Der eigene Pkw als kostspielige Großanschaffung – viele Autofahrer sehen das nicht mehr ein. Flexibler Besitz lautet das Motto einer neuen Generation von Mobilitätskunden. 35 Prozent der Deutschen können sich vorstellen, für eine flexible Pkw-Nutzung lieber monatlich eine Rate zu bezahlen, anstatt ein Gefährt zu kaufen – und dieses auf Dauer zu unterhalten. „Für die Hersteller entwickelt sich das Auto-Abo zu einem interessanten Absatzkanal“, sagt Joachim Deinlein, Mobilitätsexperte und Partner bei Oliver Wyman. „Auch wenn das Auto-Abo wohl kein Massenverkaufsmedium werden wird, ist es für die Industrie wegweisend, denn es offenbart wichtige Kundenpräferenzen.“ Geschätzt wird laut Oliver Wyman-Erhebung vor allem die Flexibilität der Rückgabe. Für 75 Prozent aller Interessenten ist eine Kündigungsfrist von mehr als drei Monaten unattraktiv. „Es entspricht dem Zeitgeist, auch beim Auto lediglich eine kurzfristig auflösbare Bindung einzugehen“, sagt Deinlein.

Generell stoßen die flexiblen Abo-Modelle in die Marktlücke zwischen einer Kurzzeitmiete und dem Leasing, das eine Mindestlaufzeit von zwei Jahren hat.

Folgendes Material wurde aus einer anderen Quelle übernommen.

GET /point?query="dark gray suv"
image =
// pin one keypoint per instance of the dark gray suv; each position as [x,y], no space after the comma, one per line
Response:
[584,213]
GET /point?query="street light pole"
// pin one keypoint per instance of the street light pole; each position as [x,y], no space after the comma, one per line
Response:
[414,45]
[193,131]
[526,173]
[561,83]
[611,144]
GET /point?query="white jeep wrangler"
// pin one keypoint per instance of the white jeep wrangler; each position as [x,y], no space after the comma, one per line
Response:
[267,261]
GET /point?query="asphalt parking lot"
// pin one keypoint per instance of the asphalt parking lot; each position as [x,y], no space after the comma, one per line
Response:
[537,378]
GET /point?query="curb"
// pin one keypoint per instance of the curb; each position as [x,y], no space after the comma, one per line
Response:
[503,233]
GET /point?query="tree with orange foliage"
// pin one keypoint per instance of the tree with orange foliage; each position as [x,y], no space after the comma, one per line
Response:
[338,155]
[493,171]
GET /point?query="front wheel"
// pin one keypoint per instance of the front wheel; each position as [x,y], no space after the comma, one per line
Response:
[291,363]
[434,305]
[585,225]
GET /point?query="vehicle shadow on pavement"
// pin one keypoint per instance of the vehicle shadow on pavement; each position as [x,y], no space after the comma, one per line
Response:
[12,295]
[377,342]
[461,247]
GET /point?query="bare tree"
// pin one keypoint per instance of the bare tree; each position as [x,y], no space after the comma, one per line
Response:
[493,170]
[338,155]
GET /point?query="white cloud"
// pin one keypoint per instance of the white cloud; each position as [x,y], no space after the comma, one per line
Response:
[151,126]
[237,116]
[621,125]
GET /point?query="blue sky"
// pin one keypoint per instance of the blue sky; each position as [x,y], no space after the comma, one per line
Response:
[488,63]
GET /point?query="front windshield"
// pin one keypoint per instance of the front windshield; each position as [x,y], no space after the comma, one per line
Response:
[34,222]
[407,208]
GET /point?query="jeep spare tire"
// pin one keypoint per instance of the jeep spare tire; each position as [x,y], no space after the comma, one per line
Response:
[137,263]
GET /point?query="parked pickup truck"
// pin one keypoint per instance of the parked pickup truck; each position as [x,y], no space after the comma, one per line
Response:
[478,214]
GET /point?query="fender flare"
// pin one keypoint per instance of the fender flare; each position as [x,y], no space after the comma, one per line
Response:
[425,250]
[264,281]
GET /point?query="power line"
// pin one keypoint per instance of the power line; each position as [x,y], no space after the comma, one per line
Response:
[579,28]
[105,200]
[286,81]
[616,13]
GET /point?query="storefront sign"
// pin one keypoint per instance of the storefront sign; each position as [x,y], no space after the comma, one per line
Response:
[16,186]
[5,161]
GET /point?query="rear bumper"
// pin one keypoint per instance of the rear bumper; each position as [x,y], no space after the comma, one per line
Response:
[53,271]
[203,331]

Gegen eine monatliche Gebühr erhält man beim Auto-Abo ein Fahrzeug seiner Wahl aus einem definierten Pool und darf dieses in einer vorgegebenen Häufigkeit wechseln. Nebenkosten für Versicherung und Wartung fallen nicht an, lediglich den Kraftstoff zahlt man selbst.

Stabile Nachfrage

Nur in Frankreich liegt die Bereitschaft zum Auto-Abo mit 36 Prozent noch geringfügig höher als in Deutschland (35) – die USA (24) und Italien (19) liegen deutlich zurück. Eine Steigerung gegenüber dem Vorjahr, als in Deutschland 38 Prozent Interesse am Auto-Abo signalisierten, blieb jedoch aus. 14 Prozent haben das Abo-Modell hierzulande nach eigenen Angaben schon genutzt. Deinlein wertet die erkennbare Stabilisierung als Hinweis auf das realistische Kundenpotenzial. Unter den Interessierten deuteten immerhin 32 Prozent die Bereitschaft an, ihr gegenwärtiges Fahrzeug zugunsten eines Abo-Autos abzuschaffen. 17 Prozent könnten es sich als zusätzliches Fahrzeug vorstellen. „Auch wenn man auf eine höhere Affinität bei jungen Menschen tippen würde, zeigt sich altersmäßig ein gleichmäßiges Interesse am ‚Car as a Service‘-Gedanken“, sagt Deinlein.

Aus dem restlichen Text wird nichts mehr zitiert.